5月には、埼玉・毛呂山町にある渡部容疑者の自宅で家宅捜索が行われた。
捜索の契機は、2023年8月に関係者からもたらされた「経営者が繁殖能力がないと判断した犬に餌を与えず衰弱死させたり、かごに入れたままビニール袋で密封して殺している」という情報提供だった。
家宅捜索では、3匹の犬がカゴの中で死んでいるのが見つかった。犬はポメラニアンやトイプードルなどで、袋などで密封したカゴの中に閉じ込め、窒息死させた疑いがあるとみられている。
家宅捜索では捜査員との間で、次のようなやりとりがあった。
捜査員:
世間とずれちゃってる感じがしますね。(うなずく渡部容疑者)
保健所の人とかにどうやって処分してるかって聞かれて、このやり方は言わないでしょう?
渡部容疑者:
あんまり聞く必要もないから向こう(保健所)も。
捜査員:
聞かれたことは?
渡部容疑者:
ないないない
捜査員:
えさ代とゴミの処分で?
渡部容疑者:
そんなもん、15万から30万(円)はかかる。
捜査員:
売り上げがね?
渡部容疑者:
ないとやっていけない。
容疑者「犬を生かしておくと経費がかかる」
子犬をオークション会場で販売するなどして、2022年は約2700万円の売り上げがあったという渡部容疑者。
逮捕前の任意の調べには、「繁殖に使えなくなった犬を生かしておくと経費がかかる。
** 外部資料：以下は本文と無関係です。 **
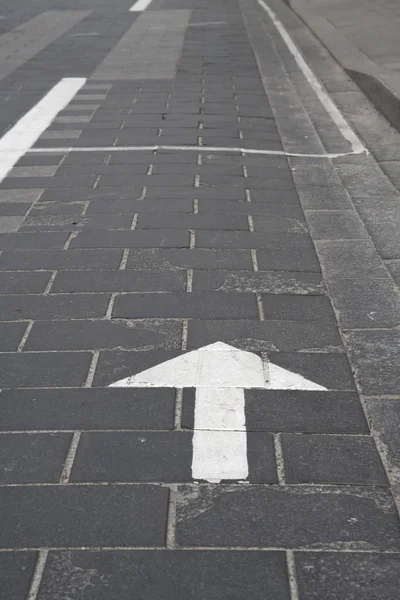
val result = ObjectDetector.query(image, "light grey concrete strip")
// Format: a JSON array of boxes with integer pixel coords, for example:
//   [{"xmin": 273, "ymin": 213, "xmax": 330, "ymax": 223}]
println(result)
[
  {"xmin": 0, "ymin": 10, "xmax": 90, "ymax": 79},
  {"xmin": 289, "ymin": 0, "xmax": 400, "ymax": 131},
  {"xmin": 90, "ymin": 10, "xmax": 191, "ymax": 79}
]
行き場のなくなった犬の責任をとるつもりで殺した」などと話していたという。
5月には獣医師が容疑者宅にいる犬の健康状態を確認。
この飼育場では、繁殖用の犬と販売前の子犬など約180匹が飼われていて、警察は健康状態が悪い17匹を保護。
渡部容疑者は家宅捜索後、廃業届を提出し、警察が保護した犬の飼育も放棄したという。
そして27日、犬3匹を窒息死させた疑いで逮捕された渡部容疑者。
警察の調べに対し「1匹は生きているうちに閉じ込めたが、2匹はもう死んでいた」と話し、容疑の一部を否認しているという。